Step 4: Detecting Text in an Image

Now that we’re set up, let’s write a function to detect text in an image:

from google.cloud import vision

def detect_text(path):
    """Detects text in the file."""
    client = vision.ImageAnnotatorClient()
    with open(path, 'rb') as image_file:
        content = image_file.read()
    image = vision.Image(content=content)
    response = client.text_detection(image=image)
    texts = response.text_annotations
    print('Texts:')
    for text in texts:
        print('\n"{}"'.format(text.description))
        vertices = [f'({vertex.x},{vertex.y})' for vertex in text.bounding_poly.vertices]
        print('bounds: {}'.format(','.join(vertices)))
    if response.error.message:
        raise Exception(f'{response.error.message}\nFor more info on error messages, check: https://cloud.google.com/apis/design/errors')
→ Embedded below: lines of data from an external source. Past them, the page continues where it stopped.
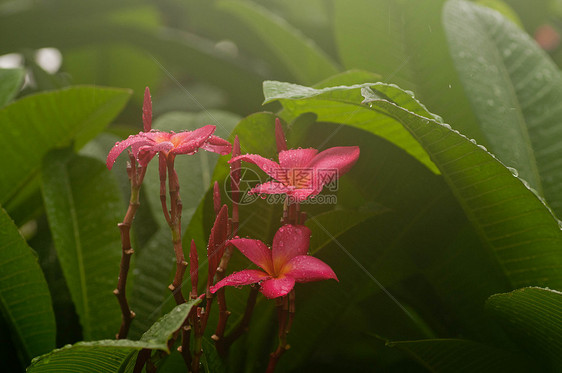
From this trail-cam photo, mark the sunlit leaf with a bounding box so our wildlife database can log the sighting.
[0,86,131,205]
[263,79,439,173]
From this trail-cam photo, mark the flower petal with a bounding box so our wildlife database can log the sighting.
[210,270,270,293]
[283,255,338,283]
[106,133,152,169]
[171,125,216,154]
[278,148,318,169]
[229,154,281,181]
[249,181,292,195]
[307,146,360,191]
[260,276,296,298]
[136,141,174,166]
[272,225,310,274]
[201,136,232,155]
[228,238,274,274]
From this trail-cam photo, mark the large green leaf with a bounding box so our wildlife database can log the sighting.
[333,0,481,140]
[0,207,55,361]
[0,67,24,107]
[263,79,439,173]
[360,84,562,289]
[386,338,535,372]
[444,0,562,217]
[27,299,200,372]
[486,287,562,369]
[41,150,123,340]
[218,0,339,85]
[0,86,131,205]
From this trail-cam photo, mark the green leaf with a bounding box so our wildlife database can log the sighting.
[0,86,131,205]
[361,84,562,289]
[444,0,562,217]
[0,206,55,361]
[41,150,124,340]
[387,338,535,372]
[486,287,562,369]
[218,0,339,85]
[263,79,439,173]
[27,299,200,372]
[0,67,24,107]
[333,0,481,142]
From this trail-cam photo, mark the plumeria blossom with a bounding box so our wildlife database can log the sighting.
[210,225,337,299]
[229,146,359,202]
[106,125,232,169]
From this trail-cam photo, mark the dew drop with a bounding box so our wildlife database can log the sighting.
[506,167,519,177]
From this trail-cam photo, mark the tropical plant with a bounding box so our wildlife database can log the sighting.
[1,0,562,372]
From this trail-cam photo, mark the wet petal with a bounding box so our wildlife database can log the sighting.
[106,133,152,169]
[260,276,296,298]
[228,238,274,274]
[249,181,292,195]
[229,154,281,181]
[171,125,216,154]
[278,148,318,169]
[210,270,270,293]
[272,225,310,274]
[201,135,232,155]
[136,141,174,166]
[307,146,360,191]
[283,255,338,283]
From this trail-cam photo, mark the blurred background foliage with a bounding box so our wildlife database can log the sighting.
[2,0,562,372]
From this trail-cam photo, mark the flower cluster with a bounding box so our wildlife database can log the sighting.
[107,91,359,372]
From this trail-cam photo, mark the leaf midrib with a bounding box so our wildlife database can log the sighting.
[60,164,90,335]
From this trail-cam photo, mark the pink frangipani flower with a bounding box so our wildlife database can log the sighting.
[229,146,359,202]
[210,225,338,298]
[106,125,232,169]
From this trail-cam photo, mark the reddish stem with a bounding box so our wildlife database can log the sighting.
[215,286,259,356]
[114,153,146,339]
[165,155,186,305]
[266,291,295,373]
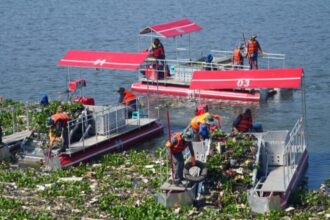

# Replace 'PATH_TO_YOUR_IMAGE' with the path to the image file you want to analyze.
detect_text('PATH_TO_YOUR_IMAGE')

Replace 'PATH_TO_YOUR_IMAGE' with the path to your image file. This function will print the detected texts and their bounding polygons.

Example:

Using this image,

Output:

Texts:
"eis
GLA 250
QALBETION
O
SN66 XMZ
4MATIC"
bounds: (209,67),(766,67),(766,631),(209,631)
"eis"
bounds: (216,67),(263,78),(255,109),(209,97)
"GLA"
bounds: (391,279),(434,278),(434,290),(391,291)
"250"
bounds: (443,278),(487,277),(487,289),(443,290)
"QALBETION"
bounds: (345,620),(408,619),(408,630),(345,631)
"O"
bounds: (453,468),(462,468),(462,478),(453,478)
"SN66"
bounds: (476,341),(587,342),(587,380),(476,379)
"XMZ"
bounds: (600,342),(685,343),(685,381),(600,380)
"4MATIC"
bounds: (699,280),(766,281),(766,292),(699,291)

Extra: Detecting Handwriting

In the Google Cloud Vision API, detect_text and document_text_detection serve distinct purposes for text recognition within images.

detect_text: This method is optimized for detecting and extracting printed text across a wide array of items, such as street signs, product labels, and informational panels.
document_text_detection: Tailored for more complex text extraction tasks, especially useful for documents or images dense with text. This method shines when dealing with structured documents or handwriting, as it not only detects text but also understands the layout and organization of the text, such as paragraphs and lines.

In essence, use detect_text for straightforward, scene-based text recognition, and opt for document_text_detection when dealing with documents, structured text, or handwriting.

def detect_handwriting(path):
    """Detects handwriting in the file."""
    client = vision.ImageAnnotatorClient()

    with open(path, 'rb') as image_file:
        content = image_file.read()

    image = vision.Image(content=content)
    response = client.document_text_detection(image=image)  # Use document_text_detection for handwriting
    texts = response.text_annotations

    print('Detected Text:')

    for text in texts:
        print('\n"{}"'.format(text.description))
        
        # Optional: print the bounds of the detected text
        vertices = ['({},{})'.format(vertex.x, vertex.y) for vertex in text.bounding_poly.vertices]
        print('Bounds: {}'.format(','.join(vertices)))

    if response.error.message:
        raise Exception('{}\nFor more info on error messages, check: https://cloud.google.com/apis/design/errors'.format(response.error.message))

# Replace 'PATH_TO_YOUR_IMAGE' with the path to your image file.
detect_handwriting('PATH_TO_YOUR_IMAGE')

Example for handwriting:

Input:

Output:

Detected Text:

"My mother, Jancy Adkulty, always
told her daughters, "Done marry
him until you see how he treats
we
we're allowed to mistreat is the
measure of who we all.
ме
Caming somellyy
#handwritingsday #moleskine"

Conclusion

You’ve just learned how to use the Google Cloud Vision API to detect text in images using Python in a Colab notebook. This process can be incredibly useful for a wide range of applications, from data processing to content analysis.

Remember to review the pricing details of the Vision API, as charges may apply depending on your usage.

Happy coding, and I look forward to seeing what you build with this powerful tool!